A fund many years ago bequeathed by Henry W. Rouse to the county of Warren for the benefit of the poor of that county was expended in the erection of the Rouse Hospital. The income of this charitable estate being inadequate for the support of the poor of the county, the deficiency is provided for by taxation; and by the fourteenth section of the act of 1864, P. L. 442, the charge of all the poor in the county of Warren, and the expense of their support and maintenance, were imposed on the “ Directors of the Rouse Hospital.” By the act of April 4, 1866, P. L. (1867) 1412, the office of “ Director of the Rouse Hospital” was abolished, and the duties transferred to the “ Commissioners of the Rouse estate,” under which name they were incorporated. But by the act March 81,1868, P. L. 535, it was provided that the burgess and council of the boroughs, and the road commissioners of the townships, should be authorized and required to discharge all the duties of overseers of the poor within their respective districts, so far as their care and maintenance is concerned, until such poor are committed and delivered to the Rouse Hospital; and for this purpose the burgess and council or the road commissioners, as the case may be, were “ authorized to increase the borough and road taxes within their respective districts to an amount sufficient to enable them to carry out the provisions of this act, or, if they deem the same expedient, may levy a separate poor tax for that purpose.” “ The obvious effect of this legislation,” as we said in Rouse Est. v. Poor Directors, 118 Pa. 1, “ was to re-erect the several boroughs and townships of the county into poor districts, invest the several officers named with all tire powers, and impose upon them all the duties, of overseers of the poor, in their respective districts, until the poor under their care are committed and delivered to the Rouse Hospital.” Whilst the duties and obligations of the commissioners of roads, etc., of Sheffield township thus remained, these proceedings were instituted, and, as Ernest Eiffert and his wife were never committed to the Rouse Hospital, or delivered into the care of the commissioners of the Rouse estate, the responsibility for their *411relief remained with the road commissioners of Sheffield; and upon this showing, Sheffield was clearly liable to Jenks for the amount necessarily expended in this behalf.

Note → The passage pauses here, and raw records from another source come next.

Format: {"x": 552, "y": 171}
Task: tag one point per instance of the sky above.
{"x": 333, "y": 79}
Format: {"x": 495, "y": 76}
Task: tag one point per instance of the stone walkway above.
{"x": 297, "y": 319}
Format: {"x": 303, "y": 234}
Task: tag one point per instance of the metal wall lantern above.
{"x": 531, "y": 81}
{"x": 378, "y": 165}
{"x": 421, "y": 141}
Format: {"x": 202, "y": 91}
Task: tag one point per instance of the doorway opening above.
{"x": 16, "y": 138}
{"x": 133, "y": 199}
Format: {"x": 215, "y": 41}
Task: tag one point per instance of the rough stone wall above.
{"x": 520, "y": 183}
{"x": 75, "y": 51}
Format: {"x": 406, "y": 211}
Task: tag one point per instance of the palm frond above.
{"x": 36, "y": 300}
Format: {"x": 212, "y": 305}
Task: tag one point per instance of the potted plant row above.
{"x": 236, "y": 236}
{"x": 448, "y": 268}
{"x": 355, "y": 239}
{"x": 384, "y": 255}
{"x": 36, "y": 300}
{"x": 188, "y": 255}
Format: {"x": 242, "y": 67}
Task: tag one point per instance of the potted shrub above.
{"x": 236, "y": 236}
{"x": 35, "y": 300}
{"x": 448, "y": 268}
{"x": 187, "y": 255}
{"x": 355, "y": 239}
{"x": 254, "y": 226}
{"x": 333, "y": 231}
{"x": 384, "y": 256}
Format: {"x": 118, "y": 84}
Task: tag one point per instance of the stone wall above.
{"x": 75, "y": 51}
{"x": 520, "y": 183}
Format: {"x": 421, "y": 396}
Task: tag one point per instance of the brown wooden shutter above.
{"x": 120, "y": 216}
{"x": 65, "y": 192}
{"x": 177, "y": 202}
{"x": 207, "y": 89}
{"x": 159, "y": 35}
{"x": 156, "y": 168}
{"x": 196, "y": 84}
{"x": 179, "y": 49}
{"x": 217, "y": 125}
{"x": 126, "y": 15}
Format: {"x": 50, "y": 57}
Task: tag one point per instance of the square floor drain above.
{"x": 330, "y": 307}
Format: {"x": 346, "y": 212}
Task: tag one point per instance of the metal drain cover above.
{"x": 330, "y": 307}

But by the act of May 9, 1889, P. L. 155, the act of 1868, above referred to, was repealed, and it is contended that thereby the complainants’ right of recovery fell; that the poor district of Sheffield was thereby abolished; that the commissioners of roads, etc., were discharged of their office as overseers, and can no longer exercise the rights, nor will they be held to the responsibilities, of that office; and that the complainants are therefore without remedy. This ground of defence is not tenable. Whilst the road commissioners of Sheffield, under the act of 1868, performed certain duties ordinarily belonging to the overseers of the poor, they were not overseers of the poor; they were road commissioners, and. were authorized to furnish relief from the road fund, and to increase the road taxes to an amount sufficient to enable them to carry out the provisions of that act. The debt to Jenks poor district is a debt of the township payable out of the road fund; and, although relieved of their duties as overseers by the act of 1889, the responsibility of the road commissioners remains for debts existing when that act was passed. The road commissioners are the representatives of the township, and are the proper parties upon the record in a suit for their recovery.

The proceedings of the Quarter Sessions are therefore affirmed.